Yes, ok, ok! I’m sorry.

And could I have the change please.

This sets a scene for a clear communication about what is and is not acceptable and to develop a way of going forward. To address the problem, firmly but without necessarily irretrievable escalation that would certainly come from accusations or inferences regarding theft.  It’s about careful thought in how to approach a sensitive issue.  Focus on what you do want.

I want these reports on my desk on time.  They have been late for the last three weeks and I can’t pay accounts on time without them.  This is affecting the relationships with some key clients who take it out on me and I am feeling pretty annoyed and unhappy about it.  When the reports are here on time a lot of pain is avoided.  What is happening that makes the reports late?

What do I want?

What are the observable, unloaded facts?

How is this situation affecting or impacting me? What do I feel about it?

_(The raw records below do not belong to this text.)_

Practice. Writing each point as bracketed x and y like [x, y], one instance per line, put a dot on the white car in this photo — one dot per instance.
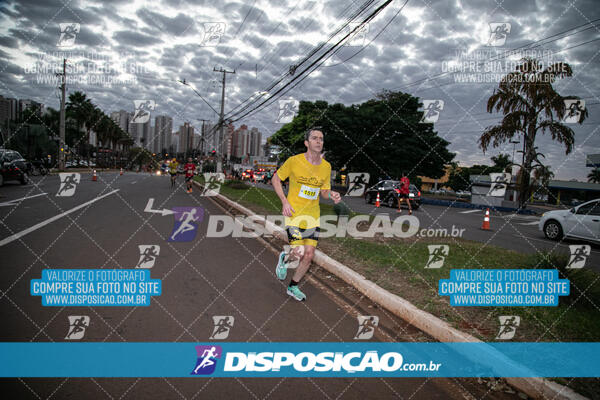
[582, 222]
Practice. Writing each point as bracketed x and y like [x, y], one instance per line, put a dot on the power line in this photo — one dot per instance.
[511, 52]
[287, 73]
[333, 49]
[372, 40]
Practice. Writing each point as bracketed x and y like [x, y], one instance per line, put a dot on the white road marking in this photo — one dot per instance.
[12, 202]
[52, 219]
[470, 211]
[550, 242]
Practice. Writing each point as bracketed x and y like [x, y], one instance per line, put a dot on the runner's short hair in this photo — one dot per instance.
[309, 130]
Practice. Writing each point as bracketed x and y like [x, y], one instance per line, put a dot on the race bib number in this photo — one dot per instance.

Ask what is happening for them? What do they think?

Ask for what I do want.  Negotiate a solution.  Make a plan.

This communication empowers the players without setting them into camps against one another.

But this does take the courage and curiosity of a thoughtful person to put in place.  It takes willingness to take the risk – because it is uncertain what might happen.  But it is pretty certain that ignoring or not addressing a problem early in the piece, can be just as uncertain and a lot more damaging.

So be thoughtful about what is happening, find the right moment and the right language to pursue the solution you want.

There are no silver bullets.  Humans are too complicated for formulaic responses that fix everything.  Tone matters, context matters, history matters.  But make a considered start, as early as possible before it gets entrenched in nasty.

It’s your problem – be responsible for solving your problem.